12 ott. – Sarà il presidente di Legacoop Bologna, Gianpiero Calzolari, a rappresentare a Bologna l’Alleanza delle Cooperative Italiane. E’ stato firmato oggi l’accordo che fa di Bologna un laboratorio per la fusione delle tre storiche centrali cooperative italiane: Confcooperative, Legacoop e Agci. Il “percorso di aggregazione sarà ancora lungo”, assicura Luigi Marino, presidente nazionale di Aci e leader bolognese di Confocooperative, la centrale cooperativa bianca.

L’obbiettivo dell’associazione unica sarà raggiunto gradualmente e, assicurano i diretti interessati, senza abdicare alle proprie identità. Ci vorranno ancora anni per ultimare, quindi, il processo iniziato 18 mesi fa con la creazione dell’Aci nazionale. Ora Bologna avrà il compito di dimostrare sul campo che è possibile davvero unire nel territorio realtà nate da storie spesso conflittuali. Non sono mancati, negli ultimi sessant’anni, gli scontri tra le cooperative nate in seno al movimento socialista, quelle cattoliche e quelle repubblicane.
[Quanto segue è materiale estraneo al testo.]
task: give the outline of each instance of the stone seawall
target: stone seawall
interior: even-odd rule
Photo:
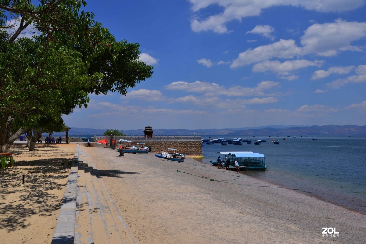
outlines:
[[[201,156],[202,143],[201,141],[145,142],[145,146],[151,149],[151,153],[160,154],[161,149],[167,147],[178,150],[186,156]],[[135,144],[134,143],[134,144]]]

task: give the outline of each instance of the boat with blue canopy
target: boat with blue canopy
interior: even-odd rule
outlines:
[[[235,168],[234,164],[235,160],[238,161],[239,167],[246,167],[249,170],[264,170],[268,168],[264,154],[251,151],[217,152],[216,154],[216,160],[212,160],[211,163],[214,165],[217,165],[217,158],[219,156],[221,156],[221,158],[224,158],[225,155],[230,159],[231,166],[233,168]]]

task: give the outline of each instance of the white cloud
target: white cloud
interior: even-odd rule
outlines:
[[[233,61],[231,68],[236,68],[253,63],[270,59],[273,57],[292,58],[301,53],[301,49],[294,40],[281,39],[268,45],[260,46],[254,49],[248,49],[239,54]]]
[[[159,62],[159,60],[153,57],[149,54],[143,53],[140,54],[140,60],[145,63],[147,65],[156,64]]]
[[[298,112],[328,113],[336,112],[338,111],[338,109],[324,105],[314,104],[312,105],[304,105],[300,107],[296,111]]]
[[[16,19],[12,19],[10,20],[7,20],[4,26],[8,33],[13,34],[18,29],[20,25],[20,21]],[[34,27],[31,25],[30,25],[20,33],[16,39],[27,37],[31,39],[33,36],[38,35],[39,34],[39,33],[36,31]]]
[[[320,89],[317,89],[314,91],[314,93],[324,93],[326,92],[326,91],[320,90]]]
[[[251,30],[247,31],[247,34],[259,34],[262,35],[265,37],[270,39],[272,41],[274,40],[274,37],[271,33],[274,31],[273,27],[268,25],[256,26]]]
[[[218,5],[224,9],[221,13],[210,15],[203,19],[194,18],[191,28],[195,32],[212,30],[219,33],[229,33],[227,23],[243,18],[259,15],[263,9],[271,7],[287,5],[301,7],[308,10],[321,12],[347,11],[363,6],[363,0],[189,0],[192,9],[197,12],[210,5]]]
[[[254,87],[246,87],[240,86],[226,87],[216,83],[197,80],[192,83],[177,81],[168,85],[166,88],[170,90],[181,90],[202,93],[207,97],[222,95],[243,97],[267,95],[268,94],[266,94],[265,91],[279,87],[279,83],[269,81],[262,82]]]
[[[253,70],[254,72],[270,71],[279,74],[286,75],[292,71],[307,66],[319,67],[324,63],[324,61],[310,61],[305,59],[288,60],[282,63],[279,60],[266,60],[255,64],[253,66]]]
[[[366,75],[366,65],[359,65],[355,71],[358,75]]]
[[[217,65],[220,65],[220,64],[229,64],[231,63],[231,62],[230,61],[225,62],[222,60],[220,60],[217,63]]]
[[[342,50],[359,51],[359,48],[351,48],[351,43],[365,36],[366,23],[339,19],[333,23],[311,25],[304,32],[301,43],[305,53],[330,56]]]
[[[197,59],[197,62],[199,64],[201,64],[202,65],[204,65],[206,67],[210,68],[212,66],[212,62],[211,61],[211,60],[209,59]]]
[[[314,72],[311,77],[311,79],[315,80],[325,78],[333,74],[345,75],[349,73],[354,68],[355,66],[352,65],[345,67],[332,67],[327,71],[323,70],[317,70]]]
[[[298,79],[300,76],[298,75],[288,75],[286,76],[279,76],[279,78],[280,79],[283,79],[285,80],[296,80]]]
[[[280,39],[239,53],[230,67],[236,68],[274,57],[292,59],[296,56],[314,53],[322,56],[334,56],[342,50],[349,50],[351,42],[365,37],[366,22],[338,19],[331,23],[314,24],[302,37],[302,46],[298,46],[294,40]],[[355,48],[352,50],[361,49]]]

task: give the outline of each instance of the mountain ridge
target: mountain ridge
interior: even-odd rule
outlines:
[[[277,127],[277,128],[274,127]],[[123,133],[128,135],[143,135],[144,129],[122,130]],[[69,131],[70,135],[103,135],[107,129],[72,128]],[[223,129],[154,129],[156,135],[366,135],[366,125],[269,125],[257,127],[224,128]]]

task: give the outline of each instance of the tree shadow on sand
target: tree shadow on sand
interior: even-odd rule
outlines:
[[[118,169],[105,169],[104,170],[98,170],[96,172],[97,177],[116,177],[117,178],[123,178],[122,175],[126,174],[139,174],[138,172],[130,172],[128,171],[122,171]]]
[[[50,216],[59,209],[63,200],[67,199],[53,190],[65,187],[68,162],[71,161],[59,158],[19,161],[16,166],[7,169],[7,173],[0,176],[0,228],[9,232],[26,228],[31,225],[32,215]],[[16,166],[20,166],[26,168]]]

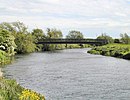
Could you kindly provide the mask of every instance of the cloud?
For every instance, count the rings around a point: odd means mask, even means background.
[[[130,32],[129,0],[1,0],[0,19],[31,27]],[[93,30],[92,30],[93,29]],[[63,30],[63,31],[64,31]],[[117,31],[117,32],[119,32]]]

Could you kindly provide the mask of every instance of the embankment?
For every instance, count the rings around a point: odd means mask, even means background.
[[[130,59],[130,45],[108,44],[104,46],[93,47],[88,51],[88,53]]]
“Nessuna fusione a freddo. Non faremo l’errore commesso dalla politica” assicura Marino che comunque vede nella razionalizzazione della rappresentanza lo strumento migliore per il suo rafforzamento. “Da questa crisi usciremo con meno cooperative e con più cooperazione” dice Calzolari.

Sui rumors circa l’ipotesi di accordo raggiunta tra le forze produttive della città attorno alla figura di Giorgio Tabellini, numero due nazionale di Cna, alla guida della Camera di Commercio, Marino e Calzolari rispondo all’unisono: “Non esiste nessun accordo”.